Вызывает сожаление отсутствие в книге интервью с такими переводчиками, как Ю. Архипов, В. Васильев, В. Куприянов, В. Летучий, Е. Михелевич, С. Ромашко, Р. Эйвадис и др.
Е. Калашникова выполнила важную социальную и переводо-ведческую задачу: она поставила перед переводчиками зеркало и словно попросила каждого из них покрутиться перед ним, чтобы они могли продемонстрировать нам свои самые разные качества. Теперь эти зеркальные отражения достоинств и недостатков переводчиков перед нами.
Беседы переводчиков с Е. Калашниковой наглядно продемонстрировали, что многим из них недостает знаний — знаний языка оригинала и русского языка, фоновых знаний, они смутно представляют себе, что такое предпереводческий анализ текста, они зачастую не знают, из каких этапов состоит процесс перевода, у них не выработано уважительное отношение к подлиннику, зато для них характерно высокое самомнение. Как точно выразился известный петербургский переводчик В. Топоров, «переводом занимаются всё более маргинальные личности, которые обучают ещё больших маргиналов» (с. 498).
Подобная ситуация вызвана в значительной мере тем, что в настоящее время отсутствует оперативная и профессиональная критика переводов.

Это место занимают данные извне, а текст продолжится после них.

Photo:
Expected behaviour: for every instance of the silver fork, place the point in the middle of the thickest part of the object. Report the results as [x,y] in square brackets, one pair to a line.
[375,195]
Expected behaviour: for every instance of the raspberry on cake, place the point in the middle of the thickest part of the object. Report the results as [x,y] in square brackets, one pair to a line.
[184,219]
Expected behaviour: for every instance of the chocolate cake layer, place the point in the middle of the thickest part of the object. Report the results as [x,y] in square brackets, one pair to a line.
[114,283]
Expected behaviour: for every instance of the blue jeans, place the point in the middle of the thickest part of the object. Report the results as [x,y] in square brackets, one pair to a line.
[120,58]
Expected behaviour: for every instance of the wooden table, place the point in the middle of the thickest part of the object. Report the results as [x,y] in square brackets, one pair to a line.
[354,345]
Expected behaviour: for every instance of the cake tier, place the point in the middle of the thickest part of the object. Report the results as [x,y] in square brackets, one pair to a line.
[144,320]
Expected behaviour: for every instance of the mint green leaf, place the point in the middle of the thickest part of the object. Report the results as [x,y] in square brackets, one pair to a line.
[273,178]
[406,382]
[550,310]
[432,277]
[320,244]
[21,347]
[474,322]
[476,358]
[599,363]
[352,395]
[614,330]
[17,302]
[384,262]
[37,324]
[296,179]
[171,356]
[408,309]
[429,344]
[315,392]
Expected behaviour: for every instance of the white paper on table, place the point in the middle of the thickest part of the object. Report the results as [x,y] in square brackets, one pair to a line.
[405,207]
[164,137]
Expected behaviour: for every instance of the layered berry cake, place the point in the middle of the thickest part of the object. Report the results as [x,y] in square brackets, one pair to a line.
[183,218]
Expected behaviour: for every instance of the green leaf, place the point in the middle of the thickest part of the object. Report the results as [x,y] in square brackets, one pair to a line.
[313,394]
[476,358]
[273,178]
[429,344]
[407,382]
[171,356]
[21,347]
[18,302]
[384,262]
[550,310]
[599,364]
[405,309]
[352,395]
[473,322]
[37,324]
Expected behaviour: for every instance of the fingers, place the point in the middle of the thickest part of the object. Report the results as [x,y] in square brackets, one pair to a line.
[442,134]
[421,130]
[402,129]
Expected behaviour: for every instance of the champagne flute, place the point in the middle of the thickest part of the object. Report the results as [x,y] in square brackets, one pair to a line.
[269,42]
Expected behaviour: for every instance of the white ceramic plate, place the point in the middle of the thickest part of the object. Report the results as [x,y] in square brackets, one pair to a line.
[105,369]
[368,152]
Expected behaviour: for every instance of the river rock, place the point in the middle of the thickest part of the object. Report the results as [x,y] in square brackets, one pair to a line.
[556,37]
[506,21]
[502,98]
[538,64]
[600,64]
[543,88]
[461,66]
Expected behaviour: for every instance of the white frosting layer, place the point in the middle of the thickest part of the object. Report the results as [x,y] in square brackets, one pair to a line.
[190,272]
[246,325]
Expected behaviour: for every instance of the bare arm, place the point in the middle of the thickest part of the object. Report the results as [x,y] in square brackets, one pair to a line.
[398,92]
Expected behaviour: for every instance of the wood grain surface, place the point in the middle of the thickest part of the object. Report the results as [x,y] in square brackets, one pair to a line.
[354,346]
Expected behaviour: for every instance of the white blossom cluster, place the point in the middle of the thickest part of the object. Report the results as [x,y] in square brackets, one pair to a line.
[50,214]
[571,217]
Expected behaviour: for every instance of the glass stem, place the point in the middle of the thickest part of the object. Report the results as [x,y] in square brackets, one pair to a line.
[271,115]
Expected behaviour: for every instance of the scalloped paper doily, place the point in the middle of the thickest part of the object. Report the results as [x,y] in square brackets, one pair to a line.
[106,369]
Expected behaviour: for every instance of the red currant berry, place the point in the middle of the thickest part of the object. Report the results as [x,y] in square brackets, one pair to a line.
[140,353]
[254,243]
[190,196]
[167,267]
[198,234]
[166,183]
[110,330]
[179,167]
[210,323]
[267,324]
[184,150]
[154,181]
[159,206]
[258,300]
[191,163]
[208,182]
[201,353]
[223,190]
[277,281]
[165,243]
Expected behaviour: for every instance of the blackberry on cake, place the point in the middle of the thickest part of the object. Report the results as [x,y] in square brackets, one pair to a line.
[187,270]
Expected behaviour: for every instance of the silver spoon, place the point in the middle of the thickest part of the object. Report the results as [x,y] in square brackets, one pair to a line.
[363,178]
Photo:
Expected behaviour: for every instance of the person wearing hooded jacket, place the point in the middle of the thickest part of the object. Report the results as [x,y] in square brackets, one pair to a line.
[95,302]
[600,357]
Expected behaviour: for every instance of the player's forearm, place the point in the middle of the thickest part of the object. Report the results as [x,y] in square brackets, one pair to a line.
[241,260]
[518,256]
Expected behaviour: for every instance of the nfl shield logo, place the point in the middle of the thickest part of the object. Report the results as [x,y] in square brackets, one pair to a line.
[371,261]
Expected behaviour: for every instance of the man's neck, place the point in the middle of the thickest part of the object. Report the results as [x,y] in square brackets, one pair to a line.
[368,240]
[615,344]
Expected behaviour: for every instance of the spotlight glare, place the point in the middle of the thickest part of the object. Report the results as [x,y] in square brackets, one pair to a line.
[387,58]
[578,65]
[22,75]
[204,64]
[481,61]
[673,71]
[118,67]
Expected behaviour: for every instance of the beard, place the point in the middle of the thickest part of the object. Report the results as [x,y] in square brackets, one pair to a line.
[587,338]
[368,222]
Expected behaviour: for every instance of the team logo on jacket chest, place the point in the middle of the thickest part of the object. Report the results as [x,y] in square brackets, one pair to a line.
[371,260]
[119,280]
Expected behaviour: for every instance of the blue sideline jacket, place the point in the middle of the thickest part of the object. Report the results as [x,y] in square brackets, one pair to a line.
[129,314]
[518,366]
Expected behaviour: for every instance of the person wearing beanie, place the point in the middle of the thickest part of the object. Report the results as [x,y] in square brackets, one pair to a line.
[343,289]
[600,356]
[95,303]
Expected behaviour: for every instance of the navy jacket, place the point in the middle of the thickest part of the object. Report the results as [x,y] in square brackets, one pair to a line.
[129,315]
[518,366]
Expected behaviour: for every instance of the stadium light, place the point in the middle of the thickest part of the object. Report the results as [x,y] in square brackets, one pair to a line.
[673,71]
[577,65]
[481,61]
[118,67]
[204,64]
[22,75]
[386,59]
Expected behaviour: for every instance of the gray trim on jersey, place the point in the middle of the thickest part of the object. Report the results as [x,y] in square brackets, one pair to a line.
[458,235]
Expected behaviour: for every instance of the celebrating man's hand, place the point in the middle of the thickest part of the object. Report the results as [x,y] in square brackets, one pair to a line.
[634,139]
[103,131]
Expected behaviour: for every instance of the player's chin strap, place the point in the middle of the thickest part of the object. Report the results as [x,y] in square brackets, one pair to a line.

В результате возникают дутые авторитеты, поскольку почти никто никогда не сопоставляет целиком оригинал с переводом, а оценивают лишь один перевод как текст на русском языке.
И мы можем теперь попытаться ответить на вопрос: так чего же в современных переводах на русский язык больше — нищеты или блеска? Прочитав восемьдесят семь интервью с переводчиками, собранных в книге Е. Калашниковой, я подозреваю, что в современных переводах намного больше нищеты. Однако чтобы иметь право утверждать это с полной уверенностью, необходимы, повторюсь, профессиональные сопоставления оригиналов и переводов, нужна действенная критика перевода. Другого пути нет. Никакие беседы с переводчиками не смогут однозначно ответить на этот вопрос. Ибо для подавляющего большинства из них всё, что они перевели, блестит — даже то, что по определению блестеть не может.
Список литературы
Honig E. The Poet's Other Voice / Conversations on Literary Translation. Am-herrst, 1985.
Лысенкова Е.Л. За строкой перевода (переводчики Р.М. Рильке о своем труде). Магадан, 2002.
Лысенкова Е.Л. Переводчики Р.М. Рильке о своем труде. Магадан, 1998.
Нарбут Е.В. Оригинал, текст-донор, перевод: проблемы взаимодействия (на материале переводов романа Э.М. Ремарка «Искра жизни» на русский язык): Дис. ... канд. филол. наук. Магадан, 2007.
Ортега-и-Гассет Х. Нищета и блеск перевода // Ортега-и-Гассет Х. «Дегуманизация искусства» и другие работы: Эссе о литературе и искусстве. М., 1991. С. 518—542.
Перевод и переводчики: Науч. альманах каф. нем. яз. Северного междунар. ун-та (г. Магадан) / Гл. ред. Р. Р. Чайковский. Вып. 1. Р.М. Рильке; Вып. 2. Э.М. Ремарк; Вып. 3. Б. Окуджава; Вып. 4. В. Борхерт; Вып. 5. Лагерная литература; Вып. 6. Художественный перевод. Магадан, 2001—2009.